Book cover of "The Winner" by Teddy Wayne. Photo courtesy of Harper Collins
“The Winner” by Teddy Wayne. Photo courtesy of Harper Collins

Class implications are rife throughout the novel, even reflected in names. Wayne researched White Anglo-Saxon Protestant (WASP) names from the 1965 social register when he named the characters. He also named one character after a street in his neighborhood, Remsen, explaining that the name “worked well.”

Like Connor, Wayne grew up in Yonkers before moving to Brooklyn. Despite his upbringing in the suburbs, Wayne has lived in the city for his entire adult life, other than when he attended graduate school in St. Louis, Missouri.

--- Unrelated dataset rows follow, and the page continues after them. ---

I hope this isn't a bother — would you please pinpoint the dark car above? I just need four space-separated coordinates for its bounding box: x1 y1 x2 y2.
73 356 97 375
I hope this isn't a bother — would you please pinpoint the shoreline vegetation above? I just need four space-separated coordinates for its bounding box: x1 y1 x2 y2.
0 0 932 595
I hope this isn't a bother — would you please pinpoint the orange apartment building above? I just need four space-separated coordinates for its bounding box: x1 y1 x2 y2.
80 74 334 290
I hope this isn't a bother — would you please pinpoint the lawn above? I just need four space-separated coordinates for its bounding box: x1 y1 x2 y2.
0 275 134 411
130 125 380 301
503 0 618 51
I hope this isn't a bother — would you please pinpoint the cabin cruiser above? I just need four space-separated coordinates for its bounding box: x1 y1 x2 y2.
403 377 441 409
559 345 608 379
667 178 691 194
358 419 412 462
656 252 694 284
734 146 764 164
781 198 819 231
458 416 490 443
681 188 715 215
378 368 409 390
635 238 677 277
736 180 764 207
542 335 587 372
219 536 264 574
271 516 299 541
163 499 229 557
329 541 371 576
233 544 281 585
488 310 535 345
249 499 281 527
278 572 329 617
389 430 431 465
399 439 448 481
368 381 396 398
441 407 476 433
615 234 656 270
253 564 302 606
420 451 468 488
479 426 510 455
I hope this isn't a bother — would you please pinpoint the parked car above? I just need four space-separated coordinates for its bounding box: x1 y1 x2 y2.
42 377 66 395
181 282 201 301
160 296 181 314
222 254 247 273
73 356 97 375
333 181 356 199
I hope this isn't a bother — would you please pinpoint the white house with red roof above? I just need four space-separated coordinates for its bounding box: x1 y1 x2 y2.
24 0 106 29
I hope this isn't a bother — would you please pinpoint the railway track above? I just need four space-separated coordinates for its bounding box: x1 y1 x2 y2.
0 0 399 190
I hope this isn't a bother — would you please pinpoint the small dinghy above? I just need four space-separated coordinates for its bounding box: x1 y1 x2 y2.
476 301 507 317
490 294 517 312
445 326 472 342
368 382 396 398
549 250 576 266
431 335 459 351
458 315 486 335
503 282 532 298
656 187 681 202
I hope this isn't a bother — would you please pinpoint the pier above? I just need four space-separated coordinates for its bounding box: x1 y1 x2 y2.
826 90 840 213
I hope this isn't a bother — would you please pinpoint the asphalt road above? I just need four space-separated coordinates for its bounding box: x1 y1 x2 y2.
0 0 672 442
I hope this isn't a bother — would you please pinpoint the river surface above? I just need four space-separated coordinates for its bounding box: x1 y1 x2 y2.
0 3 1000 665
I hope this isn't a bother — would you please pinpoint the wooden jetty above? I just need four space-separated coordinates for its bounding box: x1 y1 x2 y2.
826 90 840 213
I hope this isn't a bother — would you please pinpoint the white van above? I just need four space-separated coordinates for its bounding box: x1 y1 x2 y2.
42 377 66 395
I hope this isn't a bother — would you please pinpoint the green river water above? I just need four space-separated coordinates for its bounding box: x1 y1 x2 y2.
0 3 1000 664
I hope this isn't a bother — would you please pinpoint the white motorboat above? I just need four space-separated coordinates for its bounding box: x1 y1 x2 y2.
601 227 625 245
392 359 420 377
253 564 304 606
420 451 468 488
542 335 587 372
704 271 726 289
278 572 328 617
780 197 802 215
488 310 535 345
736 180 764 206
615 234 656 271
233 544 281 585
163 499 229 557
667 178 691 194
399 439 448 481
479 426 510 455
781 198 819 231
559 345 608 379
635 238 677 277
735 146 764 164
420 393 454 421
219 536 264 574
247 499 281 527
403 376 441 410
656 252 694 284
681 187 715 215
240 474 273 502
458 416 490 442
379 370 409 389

“I moved to Carroll Gardens in 2016 with my now-wife,” said Wayne. “This is our fifth Brooklyn apartment in the past eight years. We moved a lot, but we finally are situated in a place we call home in Cobble Hill.”

Brooklyn culture informed the character Emily, who lives in Brooklyn, to rebel against her Upper East Side parents. Wayne understands how class and hierarchy are directly related to urban geography; each character has an allotment of cultural capital tied to their upbringing that informs their worldview.

Published on the heels of other Ripley-inspired films, television shows and books from recent months, “The Winner” pairs nicely with the popular culture zeitgeist. Emerald Fennel’s “Saltburn” (2023) sparked heavy debate about the class-subverting thriller genre, and the Netflix television adaption of “The Talented Mr. Ripley” (2024), starring Andrew Scott, extended the fascination with sociopathic protagonists as a way to convey class dysfunction. 

“I was impressed by the granularity of his covering up the various crimes he commits,” Wayne said of the Netflix show. “What was so well done is that you really see him cleaning things up, and they take several minutes to show them cleaning blood off of something and how difficult it really is, even in 1960 or so, to get away with murder. It is hard to do. And I think the show does a great job of portraying that kind of grunt work of hiding your murder spree with great detail.” 

“The Winner” was released on May 28 and is available in bookstores and online. Wayne authored six novels and has contributed to many publications, including The New Yorker.